If you’re using Gluon API you can set
num_workers on the
DataLoader to use multi-processing with any type of
Dataset. You typically want to set this to the number of CPUs available for optimal performance which you can find with
multiprocessing.cpu_count(). All data loading and preprocessing (e.g. data augmentation) will be performed in parallel across different processes, and automatically added to a queue to be sent to the GPUs. Check out the tutorial here for example of this.
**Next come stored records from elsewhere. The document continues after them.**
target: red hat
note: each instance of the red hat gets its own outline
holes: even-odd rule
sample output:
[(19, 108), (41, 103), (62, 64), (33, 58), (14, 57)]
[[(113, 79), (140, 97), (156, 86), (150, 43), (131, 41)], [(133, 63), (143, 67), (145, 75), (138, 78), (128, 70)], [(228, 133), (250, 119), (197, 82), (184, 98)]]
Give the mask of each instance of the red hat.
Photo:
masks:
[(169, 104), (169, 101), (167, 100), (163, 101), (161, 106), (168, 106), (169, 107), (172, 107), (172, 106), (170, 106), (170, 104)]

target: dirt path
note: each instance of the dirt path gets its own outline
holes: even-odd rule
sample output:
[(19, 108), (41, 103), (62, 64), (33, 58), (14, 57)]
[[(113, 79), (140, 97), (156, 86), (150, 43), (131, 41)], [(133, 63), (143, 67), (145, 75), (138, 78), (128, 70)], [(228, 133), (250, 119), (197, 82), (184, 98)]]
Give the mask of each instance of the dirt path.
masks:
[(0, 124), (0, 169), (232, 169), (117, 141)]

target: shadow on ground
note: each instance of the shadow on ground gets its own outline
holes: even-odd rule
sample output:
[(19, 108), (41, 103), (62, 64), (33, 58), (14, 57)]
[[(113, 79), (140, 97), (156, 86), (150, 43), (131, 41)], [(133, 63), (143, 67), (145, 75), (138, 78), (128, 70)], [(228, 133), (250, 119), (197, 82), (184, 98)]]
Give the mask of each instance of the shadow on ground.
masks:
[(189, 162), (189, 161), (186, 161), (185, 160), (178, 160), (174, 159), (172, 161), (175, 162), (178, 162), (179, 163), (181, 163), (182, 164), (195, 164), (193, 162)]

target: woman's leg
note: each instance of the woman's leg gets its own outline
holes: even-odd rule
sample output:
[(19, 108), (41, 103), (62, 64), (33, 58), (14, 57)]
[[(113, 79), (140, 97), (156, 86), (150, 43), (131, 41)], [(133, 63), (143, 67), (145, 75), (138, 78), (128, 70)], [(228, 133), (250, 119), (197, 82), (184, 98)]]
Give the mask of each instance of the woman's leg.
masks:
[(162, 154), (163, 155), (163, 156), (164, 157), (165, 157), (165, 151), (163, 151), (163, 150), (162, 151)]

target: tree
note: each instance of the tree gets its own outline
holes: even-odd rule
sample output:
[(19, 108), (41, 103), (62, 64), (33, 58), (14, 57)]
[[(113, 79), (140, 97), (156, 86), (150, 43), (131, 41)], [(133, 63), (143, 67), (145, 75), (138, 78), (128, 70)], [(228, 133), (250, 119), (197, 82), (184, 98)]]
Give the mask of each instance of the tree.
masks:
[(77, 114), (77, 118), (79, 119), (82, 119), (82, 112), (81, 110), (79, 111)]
With Module API, you can perform multi-threading (different from multi-processing) for the data loading and augmentation using the
preprocess_threads argument of
Yeah, that leads to my real question - how do you guarantee each batch is only sent once? What if two threads/processes call next at the same time? There’s no lock on the actual index update. My current solution is:
with self.rlock: self.index += 1
multiprocessing.value works as well
@thomelane Just wanted to follow up on this
I’m not exactly sure what code you’re looking at. In the DataLoader in Gluon, the main process creates a batch of indices that is then passed to each worker process. A worker process fetches a batch of indices and constructs the batch of adata by reading the data at the indices in the batch of indices. This is the code if you’re interested: https://github.com/apache/incubator-mxnet/blob/master/python/mxnet/gluon/data/dataloader.py#L215
Is this possible with native MXNet? Or just gluon?
Hi @dmadeka, you can use data iterators like
mxnet.io.ImageRecordIter that run on the engine (if that’s what you mean by native), but Gluon
DataLoader paradigm is more flexible and easier to work with.